In fact, he loved it so much that he asked the owners if he could go back and spent an evening one evening each week bonding with the residents.
“My persistence came off and at weekends, they gave me a job as a care assistant,” he said.
Undeterred by his friend’s jibes, he started his training at Stepping Hill Hospital in his local area of Stockport.
It coincided with the start of popular TV drama Casualty, which featured male nurses and helped diffuse some the stereotype that only women should be nurses.
“I was pretty excited and nervous when I got my PIN,” he said. “It’s such a big learning curve.”
After his training, he started working on an all-female medical ward for the elderly.
Three weeks later, he was put in charge of a ward for the first time after the most senior nurse on a night shift called in sick.
“It was daunting but I realised that they’d done this because they had faith in me, otherwise they’d have moved the rota around.”
Neil soon realised he wanted to work in A&E – not because he loved the buzz of it all – but to work with people of all different age ranges.
To gain more experience, he took on a role on a neurosurgery ward before starting work in the A&E department of Central Middlesex Hospital in London.

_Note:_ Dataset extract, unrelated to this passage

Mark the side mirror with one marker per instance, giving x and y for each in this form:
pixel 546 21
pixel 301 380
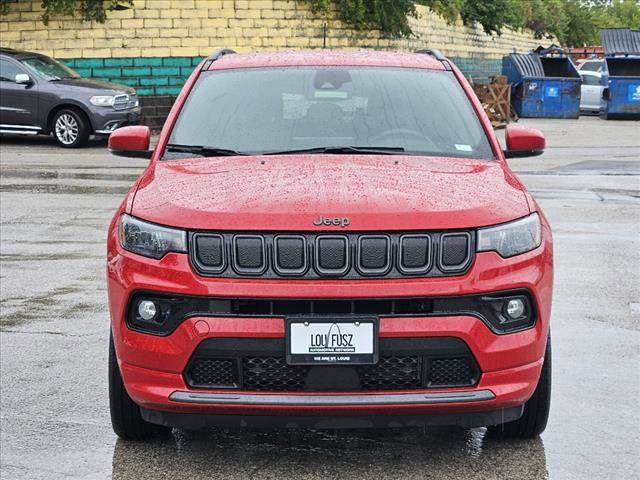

It was the first time he’d ever looked after someone with sickle cell anaemia and he enjoyed learning about new, rare medical conditions.
He then worked at University College Hospital in London, where he was lucky enough to study a children’s nursing course.
Speaking about the way the nursing role has changed, he said:
“It’s important to move with the times.
“It seems phenomenal to me that during my training, nurses weren’t taught to take blood or put cannulas in.
“People go into nursing because they’re caring and I fundamentally get that, but I think now it attracts a range of people – teachers, educators, researchers, auditors, creators.
“There are so many specialities now that didn’t exist in my day.”
And what advice would he give to a nurse of the future?
“I was always told to learn two new things each day,” he says. “If something’s happening and it’s out of your depth, don’t bottle it up.
“Some days you’ll be knackered but talk to your mates, your families, your friends, and most importantly, enjoy it.”
In the coming months, the NMC will be sharing the stories of nurses in the UK as we prepare to celebrate 100 years of professional pride on the anniversary of the Nurses Registration Act 1919.